La Conquête de la Palestine vient très utilement en renfort, en quelque sorte, de la lecture du premier. Car il propose une narration beaucoup plus synthétique. « [Ce] n’est pas une histoire du conflit entre Israël et la Palestine, prévient son auteur d’entrée de jeu. Il n’aborde qu’un seul aspect de ce conflit, qui est le plus central : l’histoire de ma mainmise graduelle du mouvement sioniste sur la terre de Palestine. » De Balfour à Gaza, une guerre de cent ans : le sous-titre est assez éloquent à cet égard. Le livre, qui se lit vite et facilement (160 pages en style alerte et sans jargon), répond d’une autre manière à la même urgence qu’Israël Palestine : défaire la forgerie de la hasbara (la propagande israélienne) qui voudrait faire accroire que « l’histoire [de Gaza] commence le 7 octobre ». Il est ainsi organisé en deux parties : tout d’abord, l’histoire de cette « guerre de cent ans » (jusqu’au 7 octobre), puis « Un autre regard sur le conflit » (après le 7 octobre). Je trouve particulièrement utile la première partie (la seconde est également très intéressante, mais probablement moins originale en ce qu’elle aborde des questions qui ont déjà été soulevées dans plusieurs ouvrages dont j’ai moi-même rendu compte ici[3] ou/et qui sont mentionnés dans la « bibliographie non-exhaustive » de l’école de philo. Le tour de force, si j’ose dire, de cette première partie est de donner une vision d’ensemble claire et précise de la conquête de la Palestine par le mouvement sioniste (et ses premières institutions proto-étatiques) appuyé sur l’Empire britannique d’abord, puis par l’État d’Israël soutenu par l’ensemble de la communauté internationale à ses débuts (vote majoritaire de l’Assemblée générale de l’ONU en 1947), puis par le seul ensemble occidental (Europe-États-Unis), qui a lui aussi tendance à se restreindre mais qui suffit encore largement à assurer la supériorité militaire à son protégé. J’aurais tendance à dire qu’il faudrait le lire avant ou en même temps que Palestine Israël, car sa présentation synthétique de l’histoire et des enjeux actuels rend plus facilement accessible la multitude d’informations détaillées fournies par le premier.

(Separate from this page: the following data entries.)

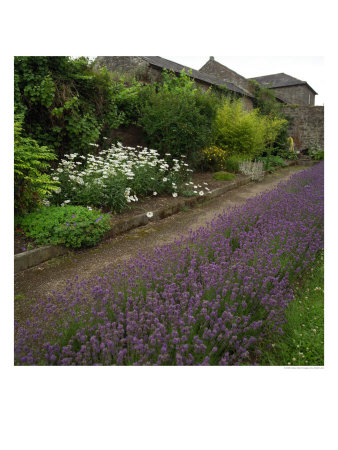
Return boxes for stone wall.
[273,84,315,106]
[283,106,324,152]
[95,56,161,83]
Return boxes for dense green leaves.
[214,99,285,158]
[139,72,218,165]
[14,56,125,158]
[21,206,110,248]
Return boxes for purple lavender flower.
[15,163,324,366]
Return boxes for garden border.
[14,160,317,273]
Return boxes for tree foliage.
[14,115,58,214]
[139,71,219,165]
[14,56,131,158]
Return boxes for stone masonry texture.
[273,84,315,106]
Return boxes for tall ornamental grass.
[15,164,324,365]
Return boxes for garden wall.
[283,105,324,152]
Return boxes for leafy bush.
[14,115,58,215]
[202,145,227,170]
[309,146,324,161]
[224,154,250,173]
[257,155,286,172]
[50,144,192,213]
[14,56,131,158]
[212,172,235,181]
[239,161,264,181]
[21,206,110,248]
[139,71,219,165]
[214,99,284,158]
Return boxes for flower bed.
[15,164,324,365]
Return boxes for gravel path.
[14,166,305,306]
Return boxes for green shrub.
[50,145,192,213]
[14,56,132,158]
[257,155,286,172]
[309,146,324,161]
[14,115,59,215]
[21,206,110,248]
[214,99,285,158]
[139,71,219,166]
[223,154,251,173]
[212,172,235,181]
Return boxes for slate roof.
[141,56,254,98]
[248,73,317,94]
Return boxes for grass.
[261,250,324,366]
[212,172,235,181]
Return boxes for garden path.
[14,166,305,306]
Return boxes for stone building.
[250,73,317,106]
[95,56,254,110]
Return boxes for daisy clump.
[48,144,191,213]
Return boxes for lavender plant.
[15,163,324,365]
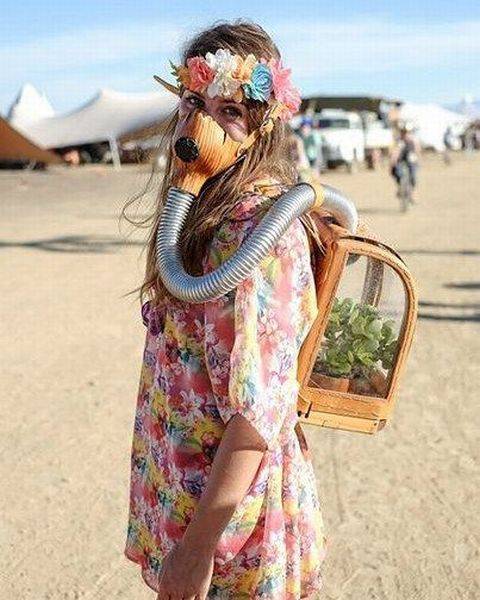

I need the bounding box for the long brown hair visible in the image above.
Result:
[121,20,322,304]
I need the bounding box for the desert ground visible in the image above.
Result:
[0,154,480,600]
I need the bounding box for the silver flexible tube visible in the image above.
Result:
[156,183,358,303]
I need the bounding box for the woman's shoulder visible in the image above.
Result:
[227,178,288,221]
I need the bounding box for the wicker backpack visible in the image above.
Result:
[297,213,417,434]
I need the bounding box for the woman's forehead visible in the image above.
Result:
[185,89,245,106]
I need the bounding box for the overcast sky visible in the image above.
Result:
[0,0,480,114]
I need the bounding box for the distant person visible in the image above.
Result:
[287,128,310,171]
[391,125,421,204]
[300,120,318,170]
[443,125,455,165]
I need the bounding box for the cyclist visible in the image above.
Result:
[390,124,421,204]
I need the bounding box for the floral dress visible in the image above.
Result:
[125,180,327,600]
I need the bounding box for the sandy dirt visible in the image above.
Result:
[0,155,480,600]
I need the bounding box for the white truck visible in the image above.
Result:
[314,109,365,172]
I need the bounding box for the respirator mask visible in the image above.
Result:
[154,50,358,303]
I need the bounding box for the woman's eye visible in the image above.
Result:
[186,96,203,108]
[223,106,242,119]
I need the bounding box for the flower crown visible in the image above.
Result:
[170,49,301,121]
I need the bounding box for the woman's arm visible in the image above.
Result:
[182,414,267,553]
[157,414,267,600]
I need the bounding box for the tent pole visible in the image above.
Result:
[108,138,122,171]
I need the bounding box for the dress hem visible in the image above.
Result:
[123,548,158,594]
[123,548,323,600]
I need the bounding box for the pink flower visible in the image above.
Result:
[268,58,301,119]
[187,56,215,92]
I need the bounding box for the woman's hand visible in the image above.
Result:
[157,541,213,600]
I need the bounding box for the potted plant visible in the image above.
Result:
[311,298,397,396]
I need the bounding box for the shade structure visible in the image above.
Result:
[7,83,55,127]
[400,102,471,152]
[13,89,176,148]
[0,117,63,164]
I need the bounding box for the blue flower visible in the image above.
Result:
[242,63,273,102]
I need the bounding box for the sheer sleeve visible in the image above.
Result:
[205,202,317,449]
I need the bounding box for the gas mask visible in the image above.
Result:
[156,78,358,303]
[173,107,279,196]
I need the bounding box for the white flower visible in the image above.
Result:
[205,48,241,98]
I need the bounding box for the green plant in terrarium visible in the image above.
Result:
[314,298,397,379]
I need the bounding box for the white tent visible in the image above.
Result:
[399,102,470,152]
[7,83,55,127]
[451,94,480,121]
[11,89,175,148]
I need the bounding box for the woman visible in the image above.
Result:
[125,22,326,600]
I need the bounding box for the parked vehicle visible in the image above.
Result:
[314,109,365,172]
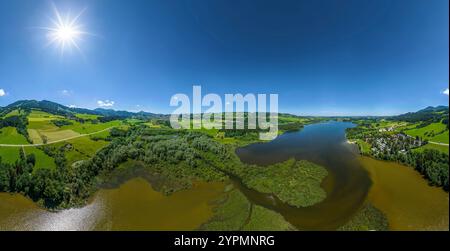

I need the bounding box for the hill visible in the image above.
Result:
[0,100,164,119]
[389,106,449,125]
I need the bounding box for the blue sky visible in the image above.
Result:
[0,0,449,115]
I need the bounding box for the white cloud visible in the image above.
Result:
[60,90,73,96]
[97,100,114,107]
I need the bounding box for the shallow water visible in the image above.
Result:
[0,178,224,230]
[236,122,371,230]
[360,157,449,230]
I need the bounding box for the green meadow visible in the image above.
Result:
[405,123,448,144]
[25,147,56,169]
[0,146,20,164]
[0,126,28,145]
[61,120,122,134]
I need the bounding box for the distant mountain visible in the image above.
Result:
[0,100,166,118]
[390,106,449,124]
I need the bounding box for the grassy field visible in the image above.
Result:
[55,137,108,165]
[430,130,449,144]
[0,126,28,145]
[24,147,56,169]
[414,143,449,154]
[4,109,20,118]
[28,110,64,121]
[28,110,121,144]
[75,113,101,120]
[356,139,371,154]
[405,123,448,144]
[0,146,20,164]
[61,120,122,134]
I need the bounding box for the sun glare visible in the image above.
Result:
[44,6,88,54]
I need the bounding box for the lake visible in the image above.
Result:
[0,122,449,230]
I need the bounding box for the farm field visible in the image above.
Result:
[4,109,20,118]
[24,147,56,169]
[0,126,28,145]
[405,123,448,144]
[75,113,100,120]
[430,130,449,144]
[414,143,449,154]
[0,146,20,164]
[55,137,109,165]
[60,120,122,134]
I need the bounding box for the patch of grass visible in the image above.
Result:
[242,205,295,231]
[61,120,122,134]
[75,113,101,120]
[3,109,21,118]
[27,119,59,131]
[28,109,64,121]
[0,126,28,145]
[243,159,328,207]
[55,137,108,165]
[430,130,449,144]
[25,147,56,169]
[40,130,80,143]
[338,203,389,231]
[413,143,449,154]
[27,129,43,144]
[0,146,20,164]
[405,123,448,144]
[356,139,371,154]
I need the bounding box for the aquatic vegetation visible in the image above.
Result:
[338,203,389,231]
[243,159,328,207]
[200,189,295,231]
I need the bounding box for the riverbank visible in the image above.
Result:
[360,156,449,230]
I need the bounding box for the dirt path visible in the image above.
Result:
[428,141,448,146]
[0,126,114,147]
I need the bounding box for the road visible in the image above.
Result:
[428,141,448,146]
[0,126,114,147]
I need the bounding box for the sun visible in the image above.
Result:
[44,6,88,54]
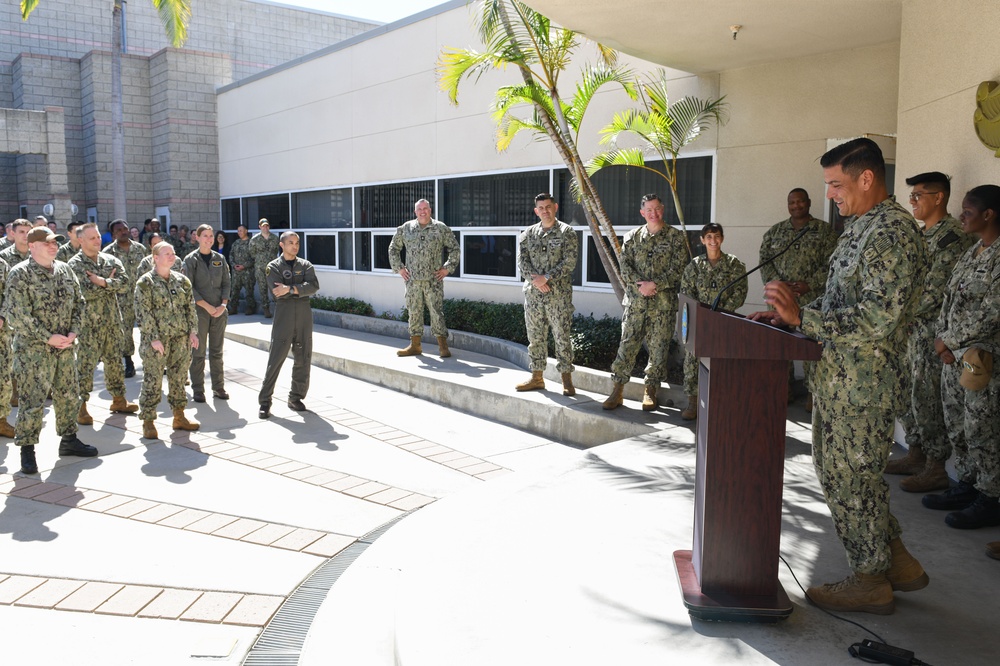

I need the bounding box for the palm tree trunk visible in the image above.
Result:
[111,0,128,220]
[498,0,625,303]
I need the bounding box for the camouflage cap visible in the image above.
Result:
[28,227,66,243]
[958,347,993,391]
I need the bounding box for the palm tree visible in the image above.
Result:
[438,0,636,300]
[587,69,729,255]
[21,0,191,219]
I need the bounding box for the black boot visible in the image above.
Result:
[944,493,1000,530]
[21,446,38,474]
[59,433,97,458]
[922,481,979,511]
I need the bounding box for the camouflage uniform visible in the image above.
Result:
[611,225,688,386]
[937,241,1000,497]
[760,216,837,386]
[174,240,200,260]
[135,254,184,282]
[257,256,319,406]
[389,219,460,338]
[68,252,130,402]
[229,238,257,314]
[56,241,80,264]
[0,261,14,420]
[681,252,747,395]
[0,243,31,268]
[801,198,928,574]
[184,250,230,394]
[899,215,975,462]
[760,217,837,306]
[101,240,146,356]
[2,259,85,446]
[247,234,281,315]
[518,220,579,374]
[135,271,200,421]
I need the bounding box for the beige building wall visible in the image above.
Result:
[896,0,1000,205]
[715,42,899,312]
[218,3,704,316]
[219,0,1000,315]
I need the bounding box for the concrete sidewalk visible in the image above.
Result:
[0,317,1000,666]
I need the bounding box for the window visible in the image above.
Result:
[220,199,240,231]
[372,233,396,271]
[585,234,622,284]
[555,155,712,230]
[354,231,372,271]
[292,187,351,228]
[461,232,518,278]
[243,194,291,230]
[354,180,434,229]
[299,232,337,267]
[337,231,354,271]
[441,169,549,228]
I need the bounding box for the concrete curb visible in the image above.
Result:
[313,309,687,406]
[226,310,680,447]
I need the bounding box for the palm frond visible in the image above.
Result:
[153,0,191,48]
[587,148,652,176]
[491,82,556,122]
[566,63,636,133]
[670,97,729,153]
[600,109,661,146]
[437,48,505,104]
[497,113,548,153]
[597,43,618,67]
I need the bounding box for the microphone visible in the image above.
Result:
[711,226,812,312]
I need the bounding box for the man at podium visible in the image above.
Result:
[752,138,928,615]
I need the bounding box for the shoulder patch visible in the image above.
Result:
[938,231,958,250]
[861,236,896,262]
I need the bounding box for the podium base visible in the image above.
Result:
[674,550,792,622]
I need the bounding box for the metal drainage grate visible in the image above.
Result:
[243,511,413,666]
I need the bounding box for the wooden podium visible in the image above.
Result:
[674,295,821,622]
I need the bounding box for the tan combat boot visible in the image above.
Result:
[111,395,139,414]
[642,384,660,412]
[601,382,625,409]
[899,458,951,493]
[885,444,927,475]
[514,370,545,391]
[438,335,451,358]
[174,407,201,430]
[396,335,424,356]
[885,537,931,592]
[681,395,698,421]
[806,573,896,615]
[76,402,94,425]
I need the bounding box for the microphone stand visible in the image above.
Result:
[711,223,812,312]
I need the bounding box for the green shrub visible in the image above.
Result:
[572,314,622,370]
[309,295,375,317]
[312,296,681,374]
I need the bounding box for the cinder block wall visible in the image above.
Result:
[0,0,377,226]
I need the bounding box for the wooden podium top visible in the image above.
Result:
[680,294,823,361]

Voici quelques années déjà qu’est paru le livre de Khalil Tafakji (avec Stéphanie Maupas) 31° Nord 35° Est. Chroniques géographiques de la colonisation israélienne[4]. Né après la Nakba, c’est un enfant de Jérusalem. Membre de la délégation palestinienne lors des pourparlers de paix et directeur du département de cartographie de la Société d’études arabes, Khalil Tafakji a sillonné son pays, la Palestine, pendant trente ans et cartographié la colonisation des Territoires occupés. En 1995, au moment des « accords » d’Oslo, il avait été invité à Jéricho par Yasser Arafat qui voulait prendre connaissance de ses recherches sur la l’état de la colonisation israélienne.

Plus je progressais dans ma démonstration, raconte-t-il, plus mes auditeurs se raidissaient. Le futur chef de l’Autorité palestinienne balançait nerveusement ses jambes, et je pouvais percevoir un léger tremblement sur ses lèvres. Il me fusilla du regard lorsque j’annonçai : « Je ne sais pas si quelqu’un vous a promis un État, mais je parle à partir des cartes et, si l’on regarde les cartes, il n’y a pas d’État palestinien… Vous n’avez rien. »

La suite lui a malheureusement donné, et continue de lui donner raison. L’intérêt de son livre est de montrer la mécanique concrète de la colonisation, à ras de terre si l’on peut dire, mais aussi à « ras de murs », dans Jérusalem, entre autres. Il réside aussi dans la découverte d’un « honnête homme », qui ne se paye pas de mots mais accomplit un travail aussi indispensable que discret. Une personnalité attachante dont on apprit l’arrestation et le saccage de ses bureaux – et de ses cartes – par la police israélienne en juillet 2020, peu de temps après la parution de son livre en France – coïncidence ? D’après les dernières déclarations que j’ai pu lire de lui (en juin dernier, sur les plans d’annexion de la Cisjordanie de Smotrich, le ministre des finances fasciste de Netanyahou), il semble qu’il soit « libre » (si l’on peut dire cela d’un Arabe palestinien en Israël aujourd’hui) et toujours actif.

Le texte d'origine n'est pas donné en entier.